In this Q&A, technical architects Peter Schinagl and Markus Gürtler of SUSE answered questions on best practices for ensuring high availability and preparing disaster recovery scenarios.
In the digital age, downtime is not an option. You are under pressure to supply more up-time in the data center to stay competitive and meet customer demands. Your business will incur a loss whether SAP HANA downtime is planned or if its unplanned downtime from failures.
SUSE technical architects Peter Schinagl and Markus Gürtler answered questions on best practices for minimizing SAP HANA downtime and preparing disaster recovery scenarios. Read the transcript to get advice on automating system replication and management, live patching, and more, including:
- How can I minimize my downtime?
- What are the best high availability and disaster recovery scenarios for my SAP HANA infrastructure?
- Is it realistic to expect zero downtime?
- Can I automate SAP HANA system replication?
- How does life patching work?
Matthew Shea: Hello everyone! I am excited to welcome SUSE's Peter Schinagl and Markus Guertler to answer your questions on ensuring high availability and preparing disaster recovery scenarios for SAP HANA.

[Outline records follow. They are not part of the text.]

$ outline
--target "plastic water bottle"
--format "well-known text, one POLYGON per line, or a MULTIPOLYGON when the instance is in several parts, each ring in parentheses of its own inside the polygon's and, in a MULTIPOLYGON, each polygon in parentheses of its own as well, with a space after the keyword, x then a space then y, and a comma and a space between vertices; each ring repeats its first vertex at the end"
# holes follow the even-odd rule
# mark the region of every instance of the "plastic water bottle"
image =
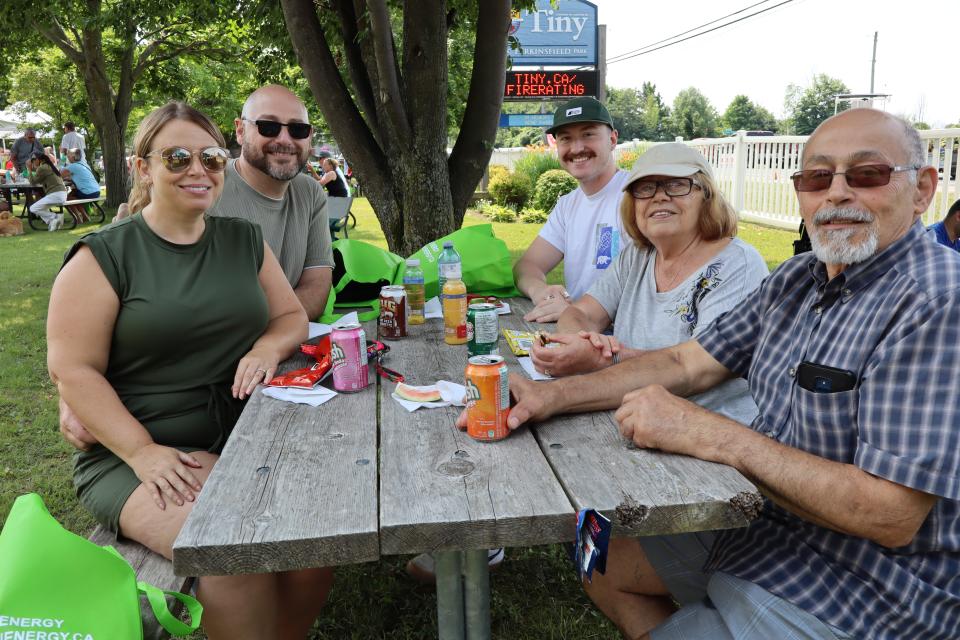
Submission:
POLYGON ((440 301, 443 302, 443 285, 447 280, 462 280, 463 268, 460 265, 460 254, 453 248, 453 243, 447 240, 443 243, 443 251, 437 258, 437 276, 440 279, 440 286, 437 289, 440 295, 440 301))
POLYGON ((423 269, 416 258, 407 260, 403 288, 407 291, 407 324, 423 324, 423 269))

Modern SAP systems running critical workloads need to meet the highest standards for availability for their SAP services. Achieving the ideal goal of zero downtime may be a physical impossibility for some organizations. Business continuity architectures based on SAP HANA System Replication rely on the system administrator to determine that a failure has occurred and initiate the failover to the secondary system.
SUSE has enhanced SAP HANA System Replication's setup by providing resource agents for detecting a failure and automating the SAP HANA takeover. SAP HANA System Replication can be configured for either the cost-optimized or the performance-optimized mode of operation. This Q&A session allows you to discuss the various failover scenarios.
There are already a number of questions posted. Please enter your questions into the module below to ensure Peter and Markus have a chance to answer it during the hour. Enjoy the chat!
Comment From BernEA: What are the top 3 causes of system downtime?
Peter Schinagl: It is still hardware failure, software bugs, malicious attacks, operational mistakes and natural disasters.
Comment From Petru Bordeianu: What is the preferred HA / DR option for a virtualized SAP HANA installation on VMWare - HANA replication or storage-based replication?
Markus Gürtler: HanaSR (HANA System Replication, SUSE’s HA solution for HANA), and a scale-up, performance optimized scenario.
Comment From SAM: What are the best high availability and disaster recovery scenarios for my SAP HANA infrastructure?
Markus Gürtler: A HANA scale-up or scale-out infrastructure in a performance-based scenario, meaning that you have two HANA systems (with 1 or more nodes per side) that are in an automated failover cluster.
Comment From Petru Bordeianu: In the case of an SAP Business Suite on HANA installation in a virtualized environment using E5 CPU (TDI), does SAP support HANA replication for HA?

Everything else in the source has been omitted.